Jump back now to Exodus chapter 34.  Here, just as in Deuteronomy chapter 10, God tells Moses to cut out two stone tablets, go back up to the mountain and he will rewrite the words on the new tablets that were on the old ones.  But the story changes around verse 14.  God starts to list the commandments again.  The first two are the same for the most part as the set we have been talking about.  But things start to get wierd at the third commandment, Keep the feast of unleavened bread.  The fourth commandments match up, remember the sabbath, the new fifth commandment becomes, observe the feast of weeks.  The new sixth commandment is now to have all males appear before God three times a year as opposed to not murdering in the original.  The seventh commandment goes from not committing adultery to not offering the blood of the sacrifice with leavened bread.  In the new eighth commandment we are told not to leave the sacrifice of the feast of the passover out overnight, instead of the original exhortation not to steal.  In the new number nine we are told to bring the first fruits into the house of the Lord, instead of not bearing false witness.  And finally, we are told not to boil a baby goat in its mother’s milk instead of not coveting our neighbor’s possessions, which include his wife. 

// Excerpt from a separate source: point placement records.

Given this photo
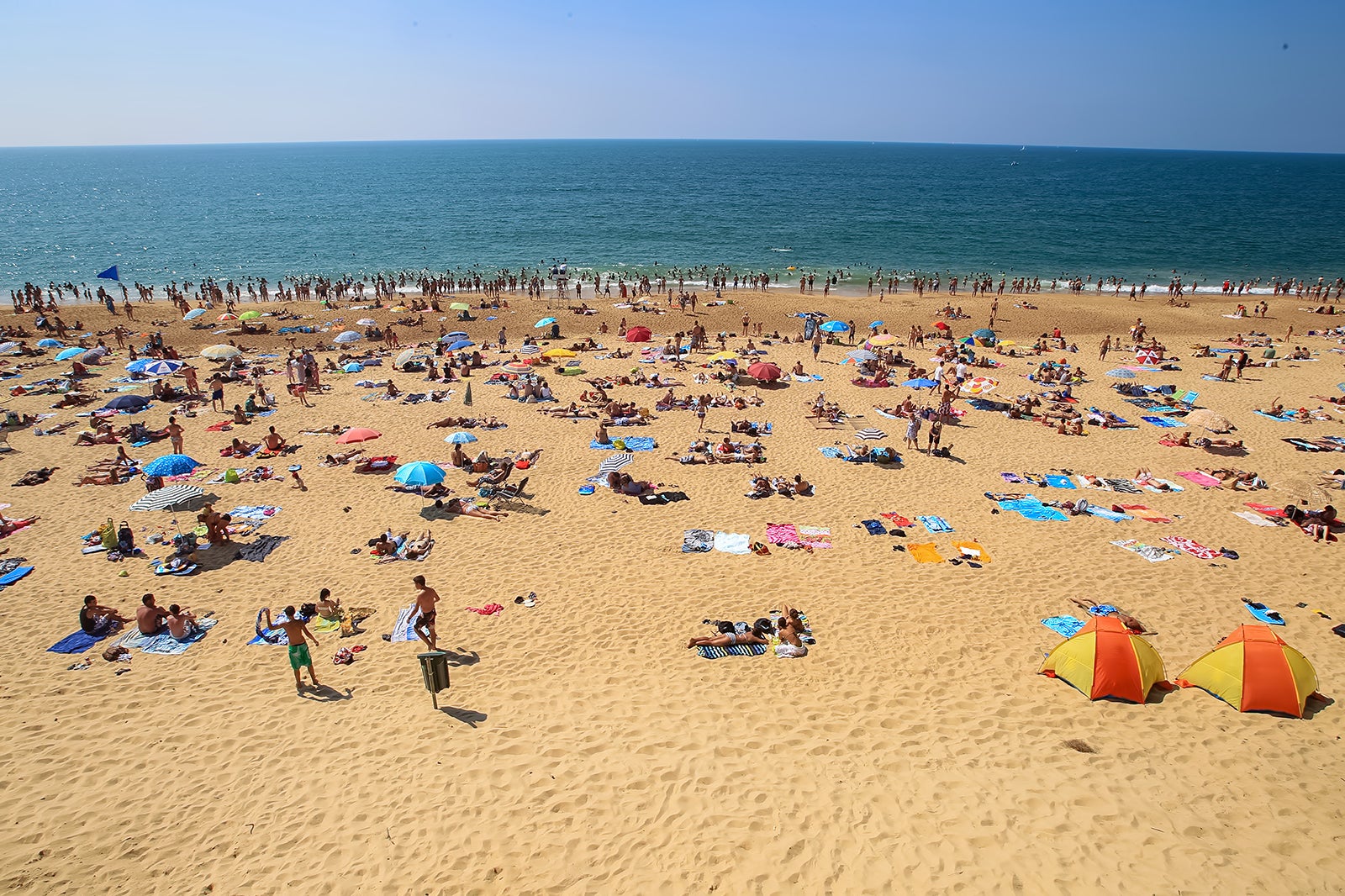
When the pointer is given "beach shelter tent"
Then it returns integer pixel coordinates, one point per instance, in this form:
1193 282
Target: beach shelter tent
1106 660
1253 670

Weird huh?  Well, it’s even weirder that this set in Exodus 34 is the one that is actually referred to as the ten commandments.  According to this chapter, this is the set that Moses placed in the Ark of the Covenant. 

So which set should we really be displaying if we want to honor the true ten commandments?  Once again, we see the selective way in which the bible must be read if it is to make any sense whatsoever in the minds of believers, which in the end is no sense at all.